00:55 Now these lectures are in this chapter represented
00:58 by this record from this course,
00:59 and notice the bracket in JavaScript,
01:02 which basically this
01:03 means that it is an array.
01:06 And the array contains a bunch of sub-objects.
01:08 So this is really interesting.
01:09 Instead of just having a chapter table
01:12 and a lecture table,
01:13 and doing a join or something like that,
01:15 a form key relationship,
01:16 we're actually putting the lectures inside the same record.
01:19 This is pretty interesting.
01:21 When you look at it like this,
01:22 you can imagine that this is like a precomputed join.
01:25 If I do a query for the lecture,
01:28 say, given ID1001,
01:30 and I get this record back, it already has the lectures.

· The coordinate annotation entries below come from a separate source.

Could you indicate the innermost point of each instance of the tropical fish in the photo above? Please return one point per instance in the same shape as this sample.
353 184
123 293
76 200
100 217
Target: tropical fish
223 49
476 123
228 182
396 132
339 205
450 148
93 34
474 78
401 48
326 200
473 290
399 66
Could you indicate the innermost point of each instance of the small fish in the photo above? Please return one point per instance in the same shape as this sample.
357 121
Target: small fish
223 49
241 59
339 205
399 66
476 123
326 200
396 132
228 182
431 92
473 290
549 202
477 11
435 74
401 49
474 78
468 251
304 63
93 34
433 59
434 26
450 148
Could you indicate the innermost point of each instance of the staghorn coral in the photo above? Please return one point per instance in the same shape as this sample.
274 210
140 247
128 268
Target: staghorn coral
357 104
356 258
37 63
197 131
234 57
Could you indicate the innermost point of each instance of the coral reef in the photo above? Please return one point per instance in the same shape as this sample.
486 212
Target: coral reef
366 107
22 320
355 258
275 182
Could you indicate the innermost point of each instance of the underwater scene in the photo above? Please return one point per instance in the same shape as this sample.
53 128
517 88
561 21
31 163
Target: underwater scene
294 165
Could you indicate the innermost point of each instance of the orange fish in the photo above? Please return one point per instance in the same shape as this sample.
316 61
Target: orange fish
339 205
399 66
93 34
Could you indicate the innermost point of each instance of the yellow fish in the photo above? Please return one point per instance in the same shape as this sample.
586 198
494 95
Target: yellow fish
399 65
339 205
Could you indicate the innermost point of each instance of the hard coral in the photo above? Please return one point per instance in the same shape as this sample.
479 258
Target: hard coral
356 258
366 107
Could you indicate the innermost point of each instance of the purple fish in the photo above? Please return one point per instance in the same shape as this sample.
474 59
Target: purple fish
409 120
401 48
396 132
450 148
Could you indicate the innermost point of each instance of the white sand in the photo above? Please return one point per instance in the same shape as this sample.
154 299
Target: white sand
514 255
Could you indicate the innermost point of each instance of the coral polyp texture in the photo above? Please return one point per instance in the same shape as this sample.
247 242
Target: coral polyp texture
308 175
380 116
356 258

01:33 I don't have to make another round trip
01:35 to the database to get them.
01:36 I don't have to do a join against several tables
01:39 in that original query.
01:40 It's literally a primary key query
01:42 against an indexed primary key and is insanely fast,
01:45 yet it already comes back
01:46 with all this extra information.
01:48 So this is really cool.
01:49 If I get the chapter, I have the lectures, great.
01:51 But, you might be wondering well, really,
01:54 what if I need to ask the question in reverse?
01:57 Like, fundamentally, if I need to get at lecture 10106,
02:02 will I be able to query MongoDB quickly and efficiently
02:06 to get that lecture?
02:08 And it turns out, the answer is yes.
02:10 And that's why document databases are awesome.
02:12 It's not just some nested blob stored in
02:15 the original record,
02:16 you can, as part of the query language
02:18 and part of indexes, traverse these hierarchies
02:21 in very, very rich and powerful ways.
02:23 We don't lose very much query capability
02:26 just by putting lectures in this one record.
02:29 So this is really neat,
02:30 and this is sort of the foundational,
02:32 most important take away from document databases.
02:35 We store them in these flexible JSON type of objects,
02:38 and we can nest additional things like lists of numbers,
02:43 or even subdocuments, as we have in this case.